Por todo lo anterior y con el objetivo de romper de una vez y para siempre con el silencio cómplice que tanto daño nos ha hecho afirmo ahora, en abril de este desgraciado año de mil novecientos treinta y seis, que se acabó la condescendencia, se acabó el compadreo y se acabaron las revoluciones comunistas que están matando la patria. Tardará más o menos, seremos más o menos, concitaremos más o menos adhesiones, todo eso se verá más adelante, pero ya se puede asegurar que está en marcha un gran movimiento salvador sobre el que cimentar las bases de una nueva España. Estoy decidido a trabajar en la única dirección posible, que es la que demanda nuestra responsabilidad: levantar España. Romper las amarras, el yugo que nos asfixia, acabar de una vez y para siempre con este estado de ruindad que nos quiere imponer el comunismo.

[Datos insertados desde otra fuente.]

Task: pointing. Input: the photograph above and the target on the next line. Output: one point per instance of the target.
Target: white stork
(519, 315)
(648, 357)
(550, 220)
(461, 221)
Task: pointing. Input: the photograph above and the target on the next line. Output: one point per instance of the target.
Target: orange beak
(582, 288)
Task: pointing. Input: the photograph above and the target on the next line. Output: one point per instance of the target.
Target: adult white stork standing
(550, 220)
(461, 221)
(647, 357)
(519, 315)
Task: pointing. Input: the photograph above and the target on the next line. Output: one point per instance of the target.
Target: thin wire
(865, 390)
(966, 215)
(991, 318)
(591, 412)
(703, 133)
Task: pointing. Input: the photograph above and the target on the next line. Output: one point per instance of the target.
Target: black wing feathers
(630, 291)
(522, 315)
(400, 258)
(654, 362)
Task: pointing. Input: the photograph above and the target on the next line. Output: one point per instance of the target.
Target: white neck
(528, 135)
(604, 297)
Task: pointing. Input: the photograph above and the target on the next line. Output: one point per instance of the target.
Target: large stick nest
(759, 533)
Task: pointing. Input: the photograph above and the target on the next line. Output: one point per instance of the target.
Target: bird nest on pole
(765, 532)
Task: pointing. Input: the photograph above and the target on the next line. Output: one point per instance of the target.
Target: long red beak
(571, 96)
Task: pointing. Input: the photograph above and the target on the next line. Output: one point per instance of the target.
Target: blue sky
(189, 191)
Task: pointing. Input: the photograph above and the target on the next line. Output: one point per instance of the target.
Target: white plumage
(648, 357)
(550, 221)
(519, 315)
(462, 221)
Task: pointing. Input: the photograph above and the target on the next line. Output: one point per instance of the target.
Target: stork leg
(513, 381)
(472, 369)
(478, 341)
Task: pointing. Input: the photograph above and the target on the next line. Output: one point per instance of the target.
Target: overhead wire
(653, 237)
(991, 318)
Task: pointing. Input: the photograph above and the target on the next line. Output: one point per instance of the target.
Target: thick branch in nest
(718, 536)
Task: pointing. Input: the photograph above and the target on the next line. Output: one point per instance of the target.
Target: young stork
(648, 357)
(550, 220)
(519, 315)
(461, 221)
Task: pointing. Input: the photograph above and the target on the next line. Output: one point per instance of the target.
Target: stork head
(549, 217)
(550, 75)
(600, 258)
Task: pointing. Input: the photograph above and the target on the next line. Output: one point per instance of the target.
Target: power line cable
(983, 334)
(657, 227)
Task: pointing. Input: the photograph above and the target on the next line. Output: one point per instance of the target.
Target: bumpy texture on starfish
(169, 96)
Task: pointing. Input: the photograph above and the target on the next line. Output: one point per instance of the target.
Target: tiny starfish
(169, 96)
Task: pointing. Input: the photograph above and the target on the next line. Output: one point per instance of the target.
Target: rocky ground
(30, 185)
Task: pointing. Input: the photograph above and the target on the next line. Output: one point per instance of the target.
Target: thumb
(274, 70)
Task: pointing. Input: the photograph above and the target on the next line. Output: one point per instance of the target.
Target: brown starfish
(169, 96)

En esta hora delicada que, por desgracia, nos ha tocado vivir, quienes tenemos el peso de la púrpura y el sacrosanto deber de defender la patria con las armas si así se necesitara, estoy seguro, sabremos estar a la altura de las circunstancias y acabar con este caos, con esta anarquía que nos asfixia y nos aniquila. Hace tiempo que escribí lo siguiente (que ahora suscribo con más entusiasmo, si posible fuera): «Tengo confianza ciega en esa juventud impetuosa que hoy nos aparta de su camino como trastos inútiles, persuadida de que no somos capaces de emprender la obra de reconstrucción nacional que ella se ha propuesto realizar y realizará». Juventud, juventudes, este es el secreto. Sabido es que no soy un entusiasta de la guerra —como he manifestado también por escrito— ni creo que nadie pueda serlo, sobre todo quienes la conocemos. La guerra es un azote de la humanidad que acabará cuando el hombre deje de habitar la Tierra y por tal razón creo que es un soberano disparate educar a las generaciones futuras en una engañosa teoría pacifista, como dicen los prohombres de la izquierda de nuestro país, absolutos ignorantes de la historia. Añado: de todas formas, si para salvar la patria es necesaria la guerra, haremos la guerra nos guste o no, porque la responsabilidad y el deber están por encima de las apetencias personales, aunque sea lo último que hagamos en vida. Que no haya dudas sobre esto porque cuando se trata de la patria cualquier interés personal desaparece y queda subsumido en el destino colectivo al que se subordina todo lo demás, la vida inclusive.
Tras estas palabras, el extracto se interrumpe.